Descaracterização e esvaziamento

Foto: Igor Sperotto

Fortes quer contemplar “todas as linguagens” e diz que contas são transparentes

Foto: Igor Sperotto

Ele confirma que os valores das locações de espaços foram reajustados em 100% devido ao custo de manutenção da Casa. Em relação à transparência das contas da CCMQ, Fortes afirma que todos os documentos estariam à disposição do Sated/RS. Jornalista e produtor cultural com experiência na promoção de eventos de kerb e outras festas temáticas em Ivoti e ex-assessor na Assembleia Legislativa do então deputado estadual Alceu Moreira (PMDB) – que atualmente é deputado federal da bancada ruralista na Câmara –, Fortes assumiu a direção da instituição em fevereiro de 2015. Explica que a proposta da sua gestão é “abranger todas as linguagens”. “Essa gurizada mais nova acostumada com a ocupação dos espaços públicos também é uma manifestação cultural e queremos cada vez mais dialogar com eles”, resume.

Relações perigosas
Na noite de 7 de abril, o show cênico-musical Fernando em Pessoa, do músico Fernando Büergel, no Teatro Bruno Kiefer, foi interrompido por uma sobrecarga no sistema elétrico, para espanto dos 70 espectadores. Cercado de cuidados, já que o trabalho estava sendo gravado em DVD, o show só pôde ser reiniciado graças à intervenção de um integrante da banda, pois não havia um técnico na Casa. “Foi desconcertante”, define Büergel.

Relações perigosas

Foto: Igor Sperotto

Carvalho, “Seu Zé”, que atuou como iluminador cênico na CCMQ durante 25 anos

Foto: Igor Sperotto

A precariedade dos serviços devido ao corte de servidores de carreira e a falta de estrutura são recorrentes nos relatos de ex-funcionários. “Não há recursos, nem estrutura, o que transforma qualquer profissional qualificado em ‘gambiarreiro’”, sintetiza o técnico de informática José Mário Strattmann, 62 anos, afastado depois de dez anos na CCMQ. “Trabalhei na instituição por quase 25 anos, passei por oito diretores e fui afastado sem maiores explicações”, diz o iluminador cênico José Antônio Souza Carvalho, figura popular entre artistas e frequentadores da Casa.

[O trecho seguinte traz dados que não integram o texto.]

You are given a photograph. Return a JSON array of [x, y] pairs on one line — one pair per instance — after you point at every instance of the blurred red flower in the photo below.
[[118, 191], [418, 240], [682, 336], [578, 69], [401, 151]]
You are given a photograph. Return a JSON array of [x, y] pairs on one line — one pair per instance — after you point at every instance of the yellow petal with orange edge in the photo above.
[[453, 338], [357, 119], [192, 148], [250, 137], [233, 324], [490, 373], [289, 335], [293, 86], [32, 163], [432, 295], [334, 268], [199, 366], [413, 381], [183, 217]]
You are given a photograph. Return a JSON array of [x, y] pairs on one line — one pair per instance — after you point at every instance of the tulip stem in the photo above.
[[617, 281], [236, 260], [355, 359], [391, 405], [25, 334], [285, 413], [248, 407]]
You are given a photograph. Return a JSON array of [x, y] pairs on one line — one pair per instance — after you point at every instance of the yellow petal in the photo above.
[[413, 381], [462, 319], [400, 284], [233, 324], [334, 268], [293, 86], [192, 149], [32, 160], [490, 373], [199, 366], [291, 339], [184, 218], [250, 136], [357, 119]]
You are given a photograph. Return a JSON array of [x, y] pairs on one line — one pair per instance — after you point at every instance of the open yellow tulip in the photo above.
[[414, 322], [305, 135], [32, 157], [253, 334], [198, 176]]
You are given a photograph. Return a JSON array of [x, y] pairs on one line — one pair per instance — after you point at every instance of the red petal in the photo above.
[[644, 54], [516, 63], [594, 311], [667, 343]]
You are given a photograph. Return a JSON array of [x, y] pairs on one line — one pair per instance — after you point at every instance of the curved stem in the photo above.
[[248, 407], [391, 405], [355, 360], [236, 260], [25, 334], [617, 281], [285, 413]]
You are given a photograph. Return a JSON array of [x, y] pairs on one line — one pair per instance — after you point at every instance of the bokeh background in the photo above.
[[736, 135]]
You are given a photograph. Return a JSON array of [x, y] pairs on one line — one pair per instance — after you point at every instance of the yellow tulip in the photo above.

A relação do técnico de som Francisco José Navarro Ferreira, o Kyco, com a instituição é questionada pela classe artística. Contratado no início do ano para atuar nos teatros, teve o contrato de R$ 4,5 mil mensais rejeitado pela Associação. O documento não foi assinado, mas Kyco continuou prestando os serviços. O técnico confirma que retirou equipamentos de som dos teatros para consertar e os substituiu por equipamentos próprios. Ele explica que esse “é um diferencial” que oferece aos clientes. “Não vamos manter esse tipo de contrato porque o valor é muito elevado e porque essa é uma função do Estado”, explica o presidente da AACCMQ, Eduardo Vital. A associação não tinha conhecimento da decisão de Emerson Fortes de nomear o ex-diretor do Museu de Comunicação Yuri Victorino da Silva, alvo de uma investigação da PGE.